A licença prévia suspensa pela Justiça nesta quarta foi concedida pelo governo do Estado em 27 de fevereiro. O documento foi emitido pelo Conselho de Política Ambiental (Copam), mas apenas atesta a viabilidade da obra. A licença ambiental, cuja liberação o estado aguardava que acontecesse até o fim deste ano, é que autorizaria o início da construção da via.

Investimento para aliviar Anel Rodoviário

O projeto do Rodoanel prevê um traçado, já muito questionado, que corta as cidades de Sabará, Santa Luzia, Vespasiano, Pedro Leopoldo, Ribeirão das Neves, Contagem e Betim, interligando a BR-381 com as rodovias MG-020, MG-010, MG-424, LMG-806, BR-040, LMG-808, BR-381 e terminando no contorno da BR-262. A justificativa é que a via pode contribuir para a redução de acidentes no Anel Rodoviário, pois retirará boa parte do tráfego da via que corta a capital mineira, principalmente de veículos pesados.
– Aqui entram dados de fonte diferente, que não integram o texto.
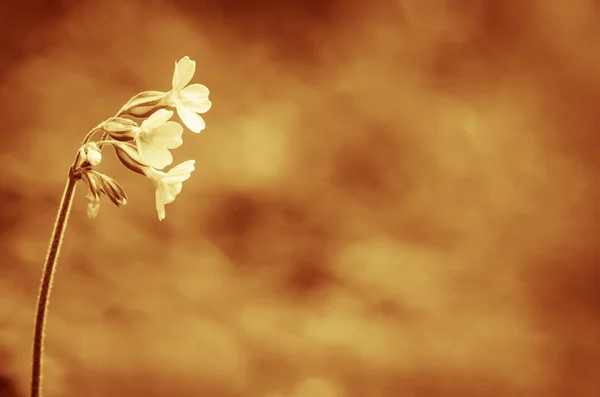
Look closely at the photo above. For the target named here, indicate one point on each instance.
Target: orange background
(391, 198)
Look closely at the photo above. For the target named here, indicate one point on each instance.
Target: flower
(168, 184)
(156, 136)
(91, 153)
(93, 205)
(191, 100)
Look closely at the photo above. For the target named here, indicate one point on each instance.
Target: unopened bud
(120, 128)
(94, 157)
(143, 104)
(129, 157)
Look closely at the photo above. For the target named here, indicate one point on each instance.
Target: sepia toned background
(391, 198)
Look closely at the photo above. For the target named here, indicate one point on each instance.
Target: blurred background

As principais críticas às obras partiram das cidades mais afetadas: Betim e Contagem. A argumentação é a de que a via, nesses municípios, passaria por áreas densamente povoadas. Em Contagem, a preocupação se estende também à preservação da bacia da Várzea das Flores.
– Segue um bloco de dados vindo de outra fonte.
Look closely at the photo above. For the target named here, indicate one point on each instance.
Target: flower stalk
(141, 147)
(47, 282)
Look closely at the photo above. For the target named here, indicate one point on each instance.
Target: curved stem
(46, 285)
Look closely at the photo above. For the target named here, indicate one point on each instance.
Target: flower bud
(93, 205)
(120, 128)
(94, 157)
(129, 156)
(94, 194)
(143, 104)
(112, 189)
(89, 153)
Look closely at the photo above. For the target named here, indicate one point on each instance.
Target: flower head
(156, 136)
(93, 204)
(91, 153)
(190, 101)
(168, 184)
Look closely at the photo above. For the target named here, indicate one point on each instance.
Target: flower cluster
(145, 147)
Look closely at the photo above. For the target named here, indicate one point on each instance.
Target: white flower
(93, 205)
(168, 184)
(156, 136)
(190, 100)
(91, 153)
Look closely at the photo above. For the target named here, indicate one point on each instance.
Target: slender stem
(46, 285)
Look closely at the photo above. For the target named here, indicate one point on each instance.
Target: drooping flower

Em 26 de agosto, o governador Romeu Zema, por decreto, deu status de obra estratégica ao Rodoanel, o que agilizaria os procedimentos para aquisição da documentação. Com a medida, atividades ligadas à elaboração de projetos, construção, operação e manutenção da via teriam prioridade nos processos de análise e decisão da Feam.

O leilão para concessão do Rodoanel foi realizado em 12 de agosto de 2022 e teve como vencedora a empresa italiana INC SPA, que criou a Rodoanel BH S/A para administrar a via. A concessionária apresentou proposta de pagamento de R$ 91,4 milhões e garantia de investimento de R$ 2 bilhões, com prazo da exploração de 30 anos. Por parte do Estado, os recursos vêm do acordo judicial assinado com a Vale como reparação da tragédia de Brumadinho. 

Liminar corrige falha, diz Contagem

A Prefeitura de Contagem avaliou como uma importante vitória para o meio ambiente e para os direitos das comunidades tradicionais a decisão da Justiça Federal que determinou a suspensão da licença ambiental prévia do Rodoanel Metropolitano. A medida atendeu a um pedido do município, inserido em uma ação civil pública com os quilombolas.

Segundo a prefeitura, a decisão judicial corrige uma falha no processo conduzido pelo estado, reconhecendo a ausência de consulta prévia, livre e informada às comunidades que serão diretamente impactadas pelo importante empreendimento.

“A administração municipal reafirma sua disposição em conversar com o estado, desde que o traçado da via seja refeito e os preceitos sociais e ambientais legais sejam respeitados. Da forma como está planejado, o Rodoanel representa risco para a Bacia de Vargem das Flores, importante manancial de abastecimento para a região metropolitana. O atual traçado também corta bairros da cidade ao meio e ainda representa um risco para as comunidades e povos tradicionais”, ressalta a Prefeitura de Contagem em nota.

Também acionada, a Prefeitura de Belo Horizonte afirmou que não falaria sobre a decisão porque o Rodoanel não passa pela cidade. A reportagem entrou em contato ainda com a Prefeitura de Betim e com a empresa Rodoanel, mas não tinha obtido retorno até o fechamento desta matéria.